As a Black female artist, Oakley said she hopes to spark awareness about Black culture for the community, especially for Black youth. “Skookum” depicts an elegantly dressed woman smoking a cigarette as a fire engulfs a building. The artwork, as described on an accompanying label, portrays the subject as a possible catalyst to the deconstruction of the massive structures.
“Even if a young girl doesn’t really understand why there needs to be a platform like Black Girls Rock or Black girl magic, [the artwork] definitely starts that awareness,” Oakley said.
Like Oakley, Amanda Ocasio, a small art-business owner and artist from Bushwick who produces work under the name Sona, said she has never had an opportunity like this before: “It’s meaningful to me to be in my own neighborhood and make art that is this powerful…and giving back to the community.”
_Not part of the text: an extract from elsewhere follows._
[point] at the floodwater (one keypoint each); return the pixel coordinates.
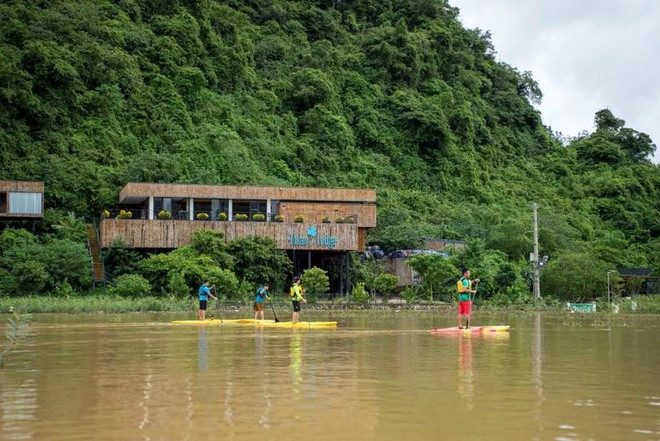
(379, 376)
Ocasio’s “Reclaim and Renew” focuses on the musical artists Billie Holiday and Lauryn Hill. She said her piece, on view at the Shic by Soketah salon near Classon Avenue, calls attention to the power of sonic artistry as a utility of individual freedoms. The portraits fill the window space and incorporate Hill and Holiday’s zodiac signs of fire and air.
Ocasio hopes the mural will inspire people to research and learn more about the performers’ impacts.
“The neighborhood needs more stuff like this to happen,” she said. “And it’s great that it is happening because it brings people together.”
Black ArtStory Month murals will be displayed at Green in Bklyn, Peck’s Food, Local’s Food Market, Soco, Salon 718, Spa Rhed, Shic By Soketah and Pratt Institute’s Film and Video Department building throughout February.